By offloading the graphics generation to specialist hardware means that even a low resource microcontroller can have great looking graphics.  Indeed there has been much interest in recent years in recreating some of the classic home-computers from the 1980s using FPGA technology. The original Gameduino (2011) - an add on video shield for the Arduino to allow 8 bit arcade games to be played,  ran a VGA video engine inside a FPGA.

GameDuino 2 - uses an embedded video engine - or EVE device from FTDI to create the graphics - and displays them on a 4.3" LCD.

The EVE device has been enhanced (EVE2) - and will now support up to 800 x 600 displays. It is likely that a number of products based on EVE 2 will appear in the near future.

Since the Spring I have been using the ZPUino soft core processor running on an FPGA to generate VGA graphics. My platform of choice is the Gadget Factory, Papillio Duo - an FPGA board based on the Xilinx Spartan 6 FPGA coupled to a fast 2MB SRAM. When fitted with a "Computing Shield"  which provides VGA connector and PS/2 connectors for keyboard and mouse it makes a compact platform. This combination allows up to 800 x  600 VGA - and it is quick and easy to programme in "Arduino"  C++ using the Adafruit GFX Graphics library.

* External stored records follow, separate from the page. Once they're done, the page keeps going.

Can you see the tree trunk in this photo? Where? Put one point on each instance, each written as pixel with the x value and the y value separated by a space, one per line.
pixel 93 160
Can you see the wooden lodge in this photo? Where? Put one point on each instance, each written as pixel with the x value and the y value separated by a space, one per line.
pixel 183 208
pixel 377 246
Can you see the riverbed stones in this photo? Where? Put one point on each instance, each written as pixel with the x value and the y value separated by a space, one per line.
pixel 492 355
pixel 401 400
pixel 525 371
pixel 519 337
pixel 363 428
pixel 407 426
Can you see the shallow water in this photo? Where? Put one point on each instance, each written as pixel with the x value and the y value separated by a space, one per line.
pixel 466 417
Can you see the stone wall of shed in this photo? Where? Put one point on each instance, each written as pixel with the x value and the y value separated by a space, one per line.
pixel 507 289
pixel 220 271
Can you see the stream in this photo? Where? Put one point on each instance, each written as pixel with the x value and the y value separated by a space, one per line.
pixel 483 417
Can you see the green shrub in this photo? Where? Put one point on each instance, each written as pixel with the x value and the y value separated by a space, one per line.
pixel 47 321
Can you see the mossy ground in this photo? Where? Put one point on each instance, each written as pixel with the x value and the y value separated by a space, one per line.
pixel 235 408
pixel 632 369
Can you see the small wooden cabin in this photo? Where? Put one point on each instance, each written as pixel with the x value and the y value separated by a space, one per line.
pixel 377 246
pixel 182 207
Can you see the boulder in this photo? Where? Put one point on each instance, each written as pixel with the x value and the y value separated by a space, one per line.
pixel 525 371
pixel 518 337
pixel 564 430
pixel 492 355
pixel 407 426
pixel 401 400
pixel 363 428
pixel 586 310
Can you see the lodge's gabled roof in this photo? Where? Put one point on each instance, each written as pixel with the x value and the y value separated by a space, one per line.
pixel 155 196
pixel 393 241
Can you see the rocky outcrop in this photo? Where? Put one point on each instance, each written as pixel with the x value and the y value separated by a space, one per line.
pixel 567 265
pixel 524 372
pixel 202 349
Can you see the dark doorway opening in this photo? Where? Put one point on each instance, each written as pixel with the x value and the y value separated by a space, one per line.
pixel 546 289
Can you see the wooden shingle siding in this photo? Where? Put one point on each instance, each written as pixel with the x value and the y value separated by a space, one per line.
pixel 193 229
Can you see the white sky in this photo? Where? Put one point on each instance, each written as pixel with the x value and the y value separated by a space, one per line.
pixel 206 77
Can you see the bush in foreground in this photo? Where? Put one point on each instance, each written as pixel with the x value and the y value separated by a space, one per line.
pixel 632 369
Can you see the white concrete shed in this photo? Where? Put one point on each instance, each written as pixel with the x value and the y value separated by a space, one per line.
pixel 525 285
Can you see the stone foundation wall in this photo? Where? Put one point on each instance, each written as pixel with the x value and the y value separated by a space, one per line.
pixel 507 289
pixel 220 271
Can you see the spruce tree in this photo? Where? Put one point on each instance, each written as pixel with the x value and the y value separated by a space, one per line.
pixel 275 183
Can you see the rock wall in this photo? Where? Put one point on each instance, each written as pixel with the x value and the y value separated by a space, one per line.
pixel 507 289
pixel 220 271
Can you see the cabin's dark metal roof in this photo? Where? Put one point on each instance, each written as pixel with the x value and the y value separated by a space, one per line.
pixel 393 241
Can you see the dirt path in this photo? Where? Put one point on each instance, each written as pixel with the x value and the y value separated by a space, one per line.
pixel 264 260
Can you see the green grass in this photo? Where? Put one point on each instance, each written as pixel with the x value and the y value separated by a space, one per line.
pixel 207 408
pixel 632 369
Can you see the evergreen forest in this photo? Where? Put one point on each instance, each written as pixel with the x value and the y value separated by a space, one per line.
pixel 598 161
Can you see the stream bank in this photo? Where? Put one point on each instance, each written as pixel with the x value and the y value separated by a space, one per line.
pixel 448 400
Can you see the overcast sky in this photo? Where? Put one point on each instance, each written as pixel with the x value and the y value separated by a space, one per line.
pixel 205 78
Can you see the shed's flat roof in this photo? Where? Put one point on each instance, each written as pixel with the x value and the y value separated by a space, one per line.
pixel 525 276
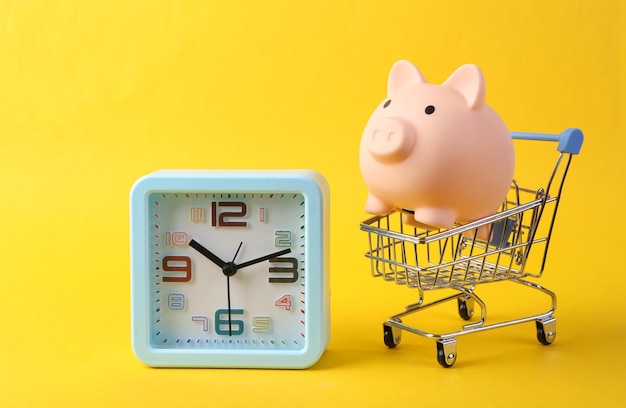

The ability to write coloured text, individual pixels or graphics easily to anywhere on a screen from within an Arduino sketch - makes the whole experience very rewarding. The ZPUino core can readily animate the graphics with simple code.

The final method I touched on to generate video is to use the On-Chip graphics engine.  Some of the STM32F4xx Cortex M4 and STM32F7xx Cortex M7 microcontrollers have this as an on-chip peripheral.  It can produce stunning graphics, but will take a lot of C programming, and will consume a fair percentage of the processors throughput to produce a good display.

In the next post, I reveal a pcb that puts all of this together.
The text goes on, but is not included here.